I'm not aware of any encoding scheme like that, but the point is that the standard doesn't guarantee that the sign flipping yields the intended result. So this popular answer (sorry guys !) can't be considered as fully portable standard solution ! /* at least not if you didn't assert that numeric_limits<double>::is_iec559 is true */
- std::numeric_limits<double>::max()
should work just fine
Numeric limits
Is there a standard and/or portable way to represent the smallest negative value (e.g. to use negative infinity) in a C(++) program?
C approach.
Many implementations support +/- infinities, so the most negative double value is -INFINITY.
#include <math.h>
double most_negative = -INFINITY;
Is there a standard and/or portable way ....?

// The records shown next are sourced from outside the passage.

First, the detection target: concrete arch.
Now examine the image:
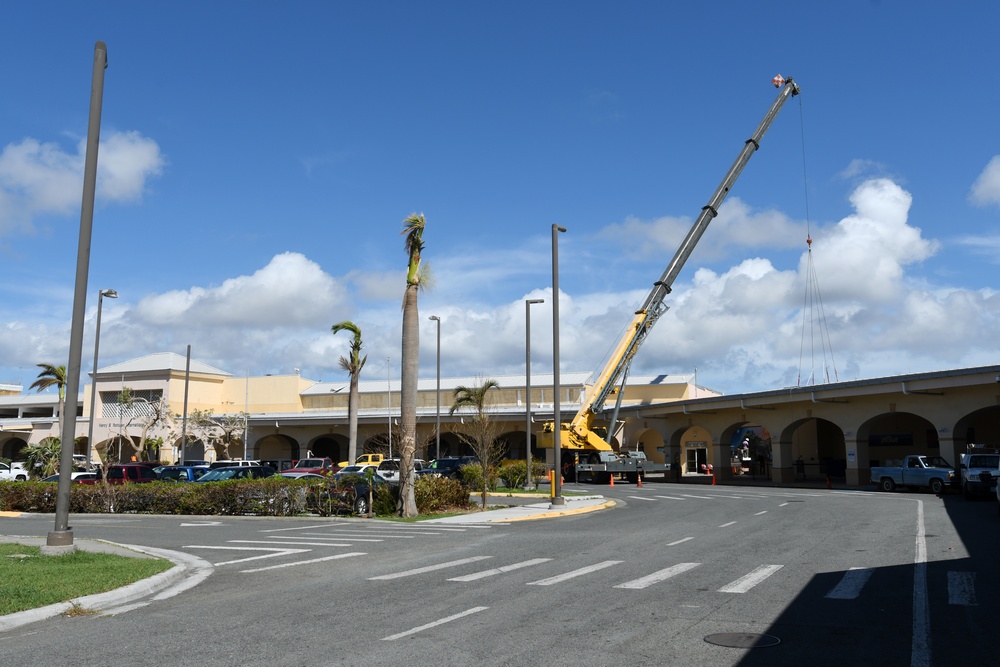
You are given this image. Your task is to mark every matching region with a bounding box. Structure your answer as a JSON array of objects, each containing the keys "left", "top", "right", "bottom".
[
  {"left": 306, "top": 433, "right": 351, "bottom": 463},
  {"left": 254, "top": 433, "right": 302, "bottom": 461},
  {"left": 2, "top": 438, "right": 28, "bottom": 461}
]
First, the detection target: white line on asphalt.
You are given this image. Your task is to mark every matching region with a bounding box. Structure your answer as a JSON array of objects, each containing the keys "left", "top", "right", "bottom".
[
  {"left": 382, "top": 607, "right": 489, "bottom": 642},
  {"left": 824, "top": 567, "right": 875, "bottom": 600},
  {"left": 240, "top": 551, "right": 368, "bottom": 574},
  {"left": 615, "top": 563, "right": 701, "bottom": 590},
  {"left": 448, "top": 558, "right": 552, "bottom": 581},
  {"left": 527, "top": 560, "right": 625, "bottom": 586},
  {"left": 368, "top": 556, "right": 492, "bottom": 581},
  {"left": 719, "top": 565, "right": 784, "bottom": 593},
  {"left": 182, "top": 544, "right": 312, "bottom": 566},
  {"left": 948, "top": 572, "right": 979, "bottom": 607}
]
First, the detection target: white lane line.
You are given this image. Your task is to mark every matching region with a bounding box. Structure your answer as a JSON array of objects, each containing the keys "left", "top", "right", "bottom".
[
  {"left": 382, "top": 607, "right": 489, "bottom": 642},
  {"left": 240, "top": 551, "right": 368, "bottom": 574},
  {"left": 368, "top": 556, "right": 492, "bottom": 581},
  {"left": 718, "top": 565, "right": 784, "bottom": 593},
  {"left": 527, "top": 560, "right": 625, "bottom": 586},
  {"left": 823, "top": 567, "right": 875, "bottom": 600},
  {"left": 448, "top": 558, "right": 552, "bottom": 581},
  {"left": 948, "top": 572, "right": 979, "bottom": 607},
  {"left": 615, "top": 563, "right": 701, "bottom": 590},
  {"left": 182, "top": 544, "right": 312, "bottom": 566},
  {"left": 910, "top": 500, "right": 931, "bottom": 667}
]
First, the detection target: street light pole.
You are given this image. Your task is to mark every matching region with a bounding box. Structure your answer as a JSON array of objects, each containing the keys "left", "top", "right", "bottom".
[
  {"left": 427, "top": 315, "right": 441, "bottom": 459},
  {"left": 552, "top": 225, "right": 566, "bottom": 505},
  {"left": 524, "top": 299, "right": 545, "bottom": 491},
  {"left": 87, "top": 289, "right": 118, "bottom": 470}
]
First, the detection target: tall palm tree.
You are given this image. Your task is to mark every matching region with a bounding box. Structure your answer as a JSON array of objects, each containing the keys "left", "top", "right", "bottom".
[
  {"left": 28, "top": 364, "right": 66, "bottom": 417},
  {"left": 331, "top": 321, "right": 368, "bottom": 464},
  {"left": 399, "top": 213, "right": 427, "bottom": 517}
]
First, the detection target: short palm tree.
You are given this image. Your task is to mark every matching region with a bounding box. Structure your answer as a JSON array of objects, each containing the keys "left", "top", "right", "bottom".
[
  {"left": 29, "top": 364, "right": 66, "bottom": 417},
  {"left": 332, "top": 321, "right": 368, "bottom": 464}
]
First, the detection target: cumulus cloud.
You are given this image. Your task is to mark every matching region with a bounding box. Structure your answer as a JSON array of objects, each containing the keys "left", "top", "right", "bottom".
[
  {"left": 969, "top": 155, "right": 1000, "bottom": 206},
  {"left": 0, "top": 132, "right": 165, "bottom": 236}
]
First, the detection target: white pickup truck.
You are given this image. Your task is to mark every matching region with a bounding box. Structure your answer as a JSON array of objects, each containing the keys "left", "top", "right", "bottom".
[
  {"left": 871, "top": 455, "right": 955, "bottom": 494},
  {"left": 0, "top": 461, "right": 28, "bottom": 482}
]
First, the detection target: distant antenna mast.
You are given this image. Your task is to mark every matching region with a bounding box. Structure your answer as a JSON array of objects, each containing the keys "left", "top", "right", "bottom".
[{"left": 796, "top": 98, "right": 840, "bottom": 387}]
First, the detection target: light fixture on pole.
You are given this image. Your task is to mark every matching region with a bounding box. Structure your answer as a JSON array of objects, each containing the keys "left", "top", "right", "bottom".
[
  {"left": 87, "top": 289, "right": 118, "bottom": 470},
  {"left": 427, "top": 315, "right": 441, "bottom": 459},
  {"left": 524, "top": 299, "right": 545, "bottom": 490},
  {"left": 552, "top": 225, "right": 566, "bottom": 505}
]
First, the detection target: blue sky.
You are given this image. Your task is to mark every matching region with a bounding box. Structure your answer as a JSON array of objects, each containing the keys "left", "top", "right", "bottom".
[{"left": 0, "top": 0, "right": 1000, "bottom": 393}]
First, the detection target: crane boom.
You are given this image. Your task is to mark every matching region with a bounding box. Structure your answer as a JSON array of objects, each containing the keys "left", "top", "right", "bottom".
[{"left": 538, "top": 75, "right": 799, "bottom": 450}]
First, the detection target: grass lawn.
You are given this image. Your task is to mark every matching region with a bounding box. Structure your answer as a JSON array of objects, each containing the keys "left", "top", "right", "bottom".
[{"left": 0, "top": 543, "right": 173, "bottom": 615}]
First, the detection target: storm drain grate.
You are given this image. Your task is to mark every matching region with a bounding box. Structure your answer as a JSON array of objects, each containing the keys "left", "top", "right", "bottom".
[{"left": 705, "top": 632, "right": 781, "bottom": 648}]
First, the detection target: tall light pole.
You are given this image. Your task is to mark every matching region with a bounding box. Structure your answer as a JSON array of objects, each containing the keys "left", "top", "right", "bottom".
[
  {"left": 552, "top": 225, "right": 566, "bottom": 505},
  {"left": 427, "top": 315, "right": 441, "bottom": 459},
  {"left": 524, "top": 299, "right": 545, "bottom": 490},
  {"left": 87, "top": 289, "right": 118, "bottom": 470}
]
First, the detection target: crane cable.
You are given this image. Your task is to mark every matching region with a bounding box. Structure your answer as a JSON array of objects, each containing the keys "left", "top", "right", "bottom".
[{"left": 796, "top": 96, "right": 840, "bottom": 386}]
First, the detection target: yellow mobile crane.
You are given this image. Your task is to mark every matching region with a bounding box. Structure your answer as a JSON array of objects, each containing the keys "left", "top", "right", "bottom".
[{"left": 538, "top": 74, "right": 799, "bottom": 476}]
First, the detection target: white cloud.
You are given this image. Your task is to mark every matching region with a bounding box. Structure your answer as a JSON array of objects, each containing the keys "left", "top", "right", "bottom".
[
  {"left": 0, "top": 132, "right": 165, "bottom": 236},
  {"left": 969, "top": 155, "right": 1000, "bottom": 206}
]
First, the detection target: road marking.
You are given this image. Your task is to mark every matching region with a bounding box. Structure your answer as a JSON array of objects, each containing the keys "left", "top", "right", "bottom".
[
  {"left": 615, "top": 563, "right": 701, "bottom": 590},
  {"left": 718, "top": 565, "right": 784, "bottom": 593},
  {"left": 382, "top": 607, "right": 489, "bottom": 642},
  {"left": 182, "top": 544, "right": 312, "bottom": 566},
  {"left": 368, "top": 556, "right": 492, "bottom": 581},
  {"left": 527, "top": 560, "right": 625, "bottom": 586},
  {"left": 240, "top": 551, "right": 368, "bottom": 574},
  {"left": 824, "top": 567, "right": 875, "bottom": 600},
  {"left": 448, "top": 558, "right": 552, "bottom": 581},
  {"left": 948, "top": 572, "right": 979, "bottom": 607}
]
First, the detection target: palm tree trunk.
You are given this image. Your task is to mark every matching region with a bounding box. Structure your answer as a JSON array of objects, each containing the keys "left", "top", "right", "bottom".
[
  {"left": 347, "top": 373, "right": 358, "bottom": 465},
  {"left": 399, "top": 283, "right": 420, "bottom": 517}
]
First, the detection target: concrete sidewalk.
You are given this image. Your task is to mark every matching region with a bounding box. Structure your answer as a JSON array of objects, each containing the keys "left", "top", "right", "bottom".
[{"left": 420, "top": 494, "right": 615, "bottom": 525}]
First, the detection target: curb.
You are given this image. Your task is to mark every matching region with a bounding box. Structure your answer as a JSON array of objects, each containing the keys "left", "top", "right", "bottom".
[{"left": 0, "top": 538, "right": 214, "bottom": 632}]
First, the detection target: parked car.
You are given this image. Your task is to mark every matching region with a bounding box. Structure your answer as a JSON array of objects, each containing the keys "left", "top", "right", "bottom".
[
  {"left": 198, "top": 466, "right": 274, "bottom": 482},
  {"left": 419, "top": 456, "right": 479, "bottom": 479},
  {"left": 74, "top": 463, "right": 159, "bottom": 484},
  {"left": 158, "top": 466, "right": 209, "bottom": 482},
  {"left": 42, "top": 470, "right": 100, "bottom": 482},
  {"left": 208, "top": 459, "right": 261, "bottom": 470}
]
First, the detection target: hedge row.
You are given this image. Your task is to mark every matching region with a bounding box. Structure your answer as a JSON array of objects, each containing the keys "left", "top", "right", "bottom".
[{"left": 0, "top": 477, "right": 469, "bottom": 516}]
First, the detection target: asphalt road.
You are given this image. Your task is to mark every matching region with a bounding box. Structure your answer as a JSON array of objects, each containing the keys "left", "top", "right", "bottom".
[{"left": 0, "top": 483, "right": 1000, "bottom": 667}]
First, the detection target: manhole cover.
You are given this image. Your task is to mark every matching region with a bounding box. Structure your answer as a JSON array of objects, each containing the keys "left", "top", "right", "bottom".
[{"left": 705, "top": 632, "right": 781, "bottom": 648}]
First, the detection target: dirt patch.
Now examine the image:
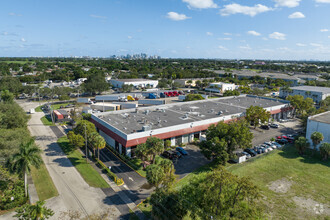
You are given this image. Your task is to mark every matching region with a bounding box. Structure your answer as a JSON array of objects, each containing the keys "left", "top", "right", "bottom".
[
  {"left": 293, "top": 196, "right": 330, "bottom": 215},
  {"left": 268, "top": 178, "right": 293, "bottom": 193}
]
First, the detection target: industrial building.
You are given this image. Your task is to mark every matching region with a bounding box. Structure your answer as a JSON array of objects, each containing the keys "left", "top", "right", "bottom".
[
  {"left": 205, "top": 82, "right": 238, "bottom": 93},
  {"left": 91, "top": 95, "right": 291, "bottom": 156},
  {"left": 110, "top": 79, "right": 158, "bottom": 88},
  {"left": 306, "top": 111, "right": 330, "bottom": 150},
  {"left": 279, "top": 86, "right": 330, "bottom": 103}
]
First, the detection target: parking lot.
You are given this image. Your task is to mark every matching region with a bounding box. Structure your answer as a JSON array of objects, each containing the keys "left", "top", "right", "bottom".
[
  {"left": 251, "top": 119, "right": 302, "bottom": 146},
  {"left": 173, "top": 145, "right": 211, "bottom": 179}
]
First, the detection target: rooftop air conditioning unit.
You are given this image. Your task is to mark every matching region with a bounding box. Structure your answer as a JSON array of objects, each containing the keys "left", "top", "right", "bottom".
[{"left": 142, "top": 125, "right": 151, "bottom": 131}]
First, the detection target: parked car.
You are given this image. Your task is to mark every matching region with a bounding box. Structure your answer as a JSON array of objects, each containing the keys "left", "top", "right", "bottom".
[
  {"left": 253, "top": 146, "right": 263, "bottom": 154},
  {"left": 260, "top": 125, "right": 269, "bottom": 130},
  {"left": 276, "top": 139, "right": 289, "bottom": 144},
  {"left": 161, "top": 151, "right": 173, "bottom": 160},
  {"left": 244, "top": 148, "right": 257, "bottom": 157},
  {"left": 269, "top": 123, "right": 278, "bottom": 128},
  {"left": 242, "top": 151, "right": 251, "bottom": 159},
  {"left": 169, "top": 151, "right": 182, "bottom": 159},
  {"left": 176, "top": 147, "right": 188, "bottom": 156}
]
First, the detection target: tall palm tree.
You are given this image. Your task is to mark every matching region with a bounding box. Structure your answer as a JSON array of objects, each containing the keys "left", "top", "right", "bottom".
[
  {"left": 8, "top": 139, "right": 42, "bottom": 196},
  {"left": 94, "top": 135, "right": 106, "bottom": 160},
  {"left": 311, "top": 131, "right": 324, "bottom": 151}
]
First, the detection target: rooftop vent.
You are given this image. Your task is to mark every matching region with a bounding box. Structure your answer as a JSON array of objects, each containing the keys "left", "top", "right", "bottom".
[{"left": 142, "top": 125, "right": 151, "bottom": 131}]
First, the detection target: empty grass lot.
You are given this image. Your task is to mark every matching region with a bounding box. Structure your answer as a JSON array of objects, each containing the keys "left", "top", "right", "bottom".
[
  {"left": 57, "top": 136, "right": 110, "bottom": 188},
  {"left": 31, "top": 164, "right": 58, "bottom": 200},
  {"left": 228, "top": 145, "right": 330, "bottom": 219}
]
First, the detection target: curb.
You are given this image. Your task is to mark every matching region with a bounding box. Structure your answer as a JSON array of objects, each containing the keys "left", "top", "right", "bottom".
[{"left": 106, "top": 147, "right": 146, "bottom": 178}]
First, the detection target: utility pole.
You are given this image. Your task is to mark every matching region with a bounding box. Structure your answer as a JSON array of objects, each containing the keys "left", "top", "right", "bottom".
[{"left": 84, "top": 123, "right": 88, "bottom": 163}]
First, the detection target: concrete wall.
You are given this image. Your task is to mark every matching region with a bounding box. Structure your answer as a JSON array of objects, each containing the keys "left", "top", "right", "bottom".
[{"left": 306, "top": 118, "right": 330, "bottom": 148}]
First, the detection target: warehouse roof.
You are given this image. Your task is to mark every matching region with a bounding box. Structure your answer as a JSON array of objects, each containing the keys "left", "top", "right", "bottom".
[
  {"left": 309, "top": 111, "right": 330, "bottom": 124},
  {"left": 290, "top": 86, "right": 330, "bottom": 94},
  {"left": 95, "top": 95, "right": 288, "bottom": 134},
  {"left": 111, "top": 79, "right": 157, "bottom": 82}
]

Now we need to also consider other cases:
No infinities
Simply -DBL_MAX.
Only an unsigned infinity.
I'd expect in this case, OP would prefer -DBL_MAX.
De-normal values greater in magnitude than DBL_MAX.
This is an unusual case, likely outside OP's concern. When double is encoded as a pair of a floating points to achieve desired range/precession, (see double-double) there exist a maximum normal double and perhaps a greater de-normal one. I have seen debate if DBL_MAX should refer to the greatest normal, of the greatest of both.
Fortunately this paired approach usually includes an -infinity, so the most negative value remains -INFINITY.
For more portability, code can go down the route
// HUGE_VAL is designed to be infinity or DBL_MAX (when infinites are not implemented)
// .. yet is problematic with unsigned infinity.
double most_negative1 = -HUGE_VAL;
// Fairly portable, unless system does not understand "INF"
double most_negative2 = strtod("-INF", (char **) NULL);
// Pragmatic
double most_negative3 = strtod("-1.0e999999999", (char **) NULL);
// Somewhat time-consuming
double most_negative4 = pow(-DBL_MAX, 0xFFFF /* odd value */);
// My suggestion
double most_negative5 = (-DBL_MAX)*DBL_MAX;
The original question concerns infinity.
So, why not use
#define Infinity ((double)(42 / 0.0))
according to the IEEE definition?
You can negate that of course.
If you do not have float exceptions enabled (which you shouldn't imho), you can simply say:
double neg_inf = -1/0.0;
This yields negative infinity. If you need a float, you can either cast the result
float neg_inf = (float)-1/0.0;
or use single precision arithmetic
float neg_inf = -1.0f/0.0f;
The result is always the same, there is exactly one representation of negative infinity in both single and double precision, and they convert to each other as you would expect.